Secure Compilation of Constant-Resource Programs

Observational non-interference (ONI) is a generic information-flow policy for side-channel leakage. Informally, a program is ONI-secure if observing program leakage during execution does not reveal any information about secrets. Formally, ONI is parametrized by a leakage function $\ell$, and different instances of ONI can be recovered through different instantiations of $\ell$. One popular instance of ONI is the cryptographic constant-time (CCT) policy, which is widely used in cryptographic libraries to protect against timing and cache attacks. Informally, a program is CCT-secure if it does not branch on secrets and does not perform secret-dependent memory accesses.
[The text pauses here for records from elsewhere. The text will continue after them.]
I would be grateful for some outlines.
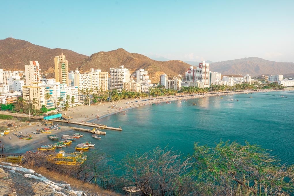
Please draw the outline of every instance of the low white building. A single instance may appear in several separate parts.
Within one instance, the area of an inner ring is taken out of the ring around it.
[[[283,85],[283,86],[286,87],[294,86],[294,79],[290,78],[283,80],[279,80],[278,83],[280,85]]]

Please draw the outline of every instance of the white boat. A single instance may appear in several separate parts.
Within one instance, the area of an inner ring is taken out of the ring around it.
[[[92,137],[93,137],[94,138],[96,138],[96,139],[101,138],[101,136],[99,135],[97,135],[97,134],[92,134]]]
[[[93,147],[95,146],[95,144],[92,143],[90,141],[85,141],[83,143],[82,143],[83,145],[85,146],[89,146],[89,147]]]

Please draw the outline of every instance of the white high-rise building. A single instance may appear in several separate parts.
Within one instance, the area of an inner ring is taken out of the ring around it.
[[[141,83],[141,92],[148,93],[149,88],[152,87],[151,80],[149,79],[148,72],[143,69],[140,69],[136,72],[137,82]]]
[[[56,82],[69,85],[69,65],[65,55],[62,53],[54,58],[54,71]]]
[[[168,80],[168,77],[167,75],[166,74],[160,75],[160,78],[159,79],[159,85],[161,86],[164,86],[166,88],[166,80]]]
[[[197,81],[203,82],[203,88],[209,87],[210,82],[209,64],[205,63],[203,60],[199,63],[199,65],[194,68],[193,66],[190,66],[188,71],[185,74],[185,82],[196,82]]]
[[[110,67],[109,74],[111,91],[115,89],[118,91],[121,91],[123,89],[123,83],[130,82],[130,70],[124,68],[123,65],[121,65],[119,68]]]
[[[221,84],[222,85],[228,85],[229,87],[232,87],[234,86],[234,78],[233,77],[229,77],[228,76],[223,76],[223,80],[225,82],[224,83],[223,82]]]
[[[269,82],[278,82],[279,80],[283,80],[283,75],[270,75],[268,77],[268,80]]]
[[[249,75],[249,74],[247,74],[243,76],[243,82],[251,85],[251,76]]]
[[[7,80],[12,77],[19,76],[19,72],[18,71],[3,71],[0,69],[0,84],[9,85]]]
[[[203,88],[209,87],[209,64],[203,60],[196,67],[196,78],[197,80],[203,82]]]
[[[190,66],[188,69],[188,71],[185,73],[185,82],[196,82],[197,81],[196,78],[196,71],[197,68],[194,69],[193,66]]]
[[[22,87],[24,86],[24,81],[20,80],[19,76],[12,76],[7,79],[9,90],[14,92],[20,92],[22,93]]]
[[[30,61],[29,65],[24,65],[26,86],[38,86],[41,81],[40,71],[41,70],[38,61]]]
[[[221,85],[221,73],[218,72],[212,72],[211,84],[214,85]]]

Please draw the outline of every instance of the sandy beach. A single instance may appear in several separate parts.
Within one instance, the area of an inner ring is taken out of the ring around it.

Another instance of ONI is the constant-resource (CR) policy, a relaxation of the CCT policy which is used in Amazon's s2n implementation of TLS and in several other security applications. Informally, a program is CR-secure if its cost (modelled by a tick operator over an arbitrary semi-group) does not depend on secrets.In this paper, we consider the problem of preserving ONI by compilation. Prior work on the preservation of the CCT policy develops proof techniques for showing that main compiler optimisations preserve the CCT policy. However, these proof techniques critically rely on the fact that the semi-group used for modelling leakage satisfies the property:\begin{equation*}\ell_{1}+\ \ell_{1}^{\prime}\ =\ell_{2}+\ell_{2}^{\prime}\Rightarrow\ell_{1}=\ell_{2}\wedge\ \ell_{1}^{\prime}\ =\ell_{2}^{\prime}\end{equation*}Unfortunately, this non-cancelling property fails for the CR policy, because its underlying semi-group is $(\mathbb{N},\ +)$ and it is currently not known how to extend existing techniques to policies that do not satisfy non-cancellation.We propose a methodology for proving the preservation of the CR policy during a program transformation. We present an implementation of some elementary compiler passes, and apply the methodology to prove the preservation of these passes. Our results have been mechanically verified using the Coq proof assistant.